The start-ups are introducing new technologies that tackle global challenges such as diminishing food waste, boosting sustainable production and enhancing productivity.
StartLife helps the burgeoning businesses with funding, training and global partnerships and 2020 marks its tenth year in operation.
Agriculture is among the least digitized of all major industries. With technologies like artificial intelligence (AI), robotics, machine learning, encapsulation, RFID and spectrometers, StartLife’s new batch of start-ups is keen to modernize and reshape the food industry.
The following companies make up StartLife’s fifth cohort:
- Blakbear (UK): Package-level freshness visibility boosting product shelf-life.
- Healthycrop (Denmark): Solutions that enable fungicide free agriculture.
- Iamus (Ireland): Revolutionize the poultry industry with robotics and AI.
- KomraVision (Estonia): Material analysis with next-generation dynamic optics.
- Mylium (Netherlands): Developing fungi-based textiles.
- Plantik (France): Engineering the plants of tomorrow, unthinkably faster.
- Sphera Encapsulation (Italy): Sustainable encapsulation technologies.
- TuttiFoodi (Netherlands): 100 percent natural food preservation technology.
- Vertigo (Netherlands): Quality control for fresh fruit with microwave measurements.
Growing into global enterprises
“The road from a minimal viable product to a successful star-tup is a big jigsaw puzzle. We have to assess at an early stage if we can help find and connect the right pieces together,” says Loet Rammelsberg, program director of StartLife.
“We hope the newly selected start-ups will follow in the footsteps of successful StartLife alumni like Nutrileads, Hudson River Biotechnology and Cerescon and high potentials like Orbisk and FUMI Ingredients.”
The start-ups are planning a deep dive into their businesses. They will refine their propositions and prepare for attracting growth capital and partnerships that will spur their business development.
On December 9, the start-ups will finalize the acceleration program with a presentation to an international audience of investors, corporates and other stakeholders from the agri-food industry.
“We had already planned to open our program to more international start-ups. We realized that a virtual program would enable entrepreneurs who are not based in the Netherlands to reap the benefits of our wide support more easily. In a way you could say we are ‘zooming’ our way into Europe,” adds Rammelsberg.

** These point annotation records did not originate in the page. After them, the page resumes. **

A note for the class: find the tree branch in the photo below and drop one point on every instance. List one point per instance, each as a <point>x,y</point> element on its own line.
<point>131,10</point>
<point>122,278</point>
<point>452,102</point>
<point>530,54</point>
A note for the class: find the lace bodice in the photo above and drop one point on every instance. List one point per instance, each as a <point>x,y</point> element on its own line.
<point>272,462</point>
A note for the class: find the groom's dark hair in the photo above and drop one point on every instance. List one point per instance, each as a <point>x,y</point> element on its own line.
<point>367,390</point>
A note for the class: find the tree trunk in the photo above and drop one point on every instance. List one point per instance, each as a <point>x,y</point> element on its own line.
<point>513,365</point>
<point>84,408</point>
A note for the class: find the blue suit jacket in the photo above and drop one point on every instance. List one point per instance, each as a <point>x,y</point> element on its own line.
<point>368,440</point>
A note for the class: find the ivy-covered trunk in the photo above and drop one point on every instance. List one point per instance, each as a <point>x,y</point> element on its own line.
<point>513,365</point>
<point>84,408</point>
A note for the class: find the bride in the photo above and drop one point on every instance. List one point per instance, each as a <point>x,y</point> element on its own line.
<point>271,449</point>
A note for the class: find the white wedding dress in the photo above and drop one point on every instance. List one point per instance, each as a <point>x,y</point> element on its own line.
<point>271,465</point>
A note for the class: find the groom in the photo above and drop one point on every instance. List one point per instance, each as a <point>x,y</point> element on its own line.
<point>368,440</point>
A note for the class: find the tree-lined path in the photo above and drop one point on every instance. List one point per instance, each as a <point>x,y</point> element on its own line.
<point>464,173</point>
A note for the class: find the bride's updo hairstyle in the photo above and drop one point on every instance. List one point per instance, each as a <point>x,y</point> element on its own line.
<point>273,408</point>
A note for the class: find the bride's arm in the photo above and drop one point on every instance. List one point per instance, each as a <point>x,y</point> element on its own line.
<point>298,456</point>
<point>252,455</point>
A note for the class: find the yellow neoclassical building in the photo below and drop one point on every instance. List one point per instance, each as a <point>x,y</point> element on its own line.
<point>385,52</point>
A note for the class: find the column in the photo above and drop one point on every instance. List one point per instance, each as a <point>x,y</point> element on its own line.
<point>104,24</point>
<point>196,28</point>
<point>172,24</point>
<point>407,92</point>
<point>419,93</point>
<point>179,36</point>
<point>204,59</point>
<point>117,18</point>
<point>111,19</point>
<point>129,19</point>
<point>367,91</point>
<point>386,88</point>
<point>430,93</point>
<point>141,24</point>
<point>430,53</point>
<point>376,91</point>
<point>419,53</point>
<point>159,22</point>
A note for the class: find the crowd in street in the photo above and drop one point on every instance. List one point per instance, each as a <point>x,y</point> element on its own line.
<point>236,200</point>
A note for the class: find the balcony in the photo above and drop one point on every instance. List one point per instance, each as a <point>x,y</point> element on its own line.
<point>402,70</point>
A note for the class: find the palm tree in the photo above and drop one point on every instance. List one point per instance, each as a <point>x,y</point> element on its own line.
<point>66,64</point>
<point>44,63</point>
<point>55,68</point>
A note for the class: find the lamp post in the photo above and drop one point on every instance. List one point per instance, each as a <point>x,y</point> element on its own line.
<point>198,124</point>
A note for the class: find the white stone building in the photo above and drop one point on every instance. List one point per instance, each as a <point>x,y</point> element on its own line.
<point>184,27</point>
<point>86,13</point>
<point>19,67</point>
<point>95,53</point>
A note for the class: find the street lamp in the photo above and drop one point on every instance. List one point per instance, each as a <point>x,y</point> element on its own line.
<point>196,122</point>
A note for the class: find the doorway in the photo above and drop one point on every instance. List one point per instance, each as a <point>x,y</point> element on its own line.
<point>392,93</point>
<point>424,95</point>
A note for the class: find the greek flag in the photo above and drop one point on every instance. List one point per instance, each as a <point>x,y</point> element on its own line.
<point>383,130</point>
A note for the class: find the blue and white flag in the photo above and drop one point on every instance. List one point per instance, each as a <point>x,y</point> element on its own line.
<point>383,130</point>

Sustainability and personalized nutrition
Since its foundation in 2010, Wageningen-based StartLife has built, supported and funded more than 300 start-ups, propelling breakthrough technologies in the domains of food and agriculture.
In a previous interview with FoodIngredientsFirst, Caroline Bijkerk, global partnerships manager at StartLife, detailed the crucial role start-ups play in helping big corporations bring key trends, such as sustainability and personalized nutrition, to consumers.
The company supports food and agri-tech start-ups as they grow into global enterprises.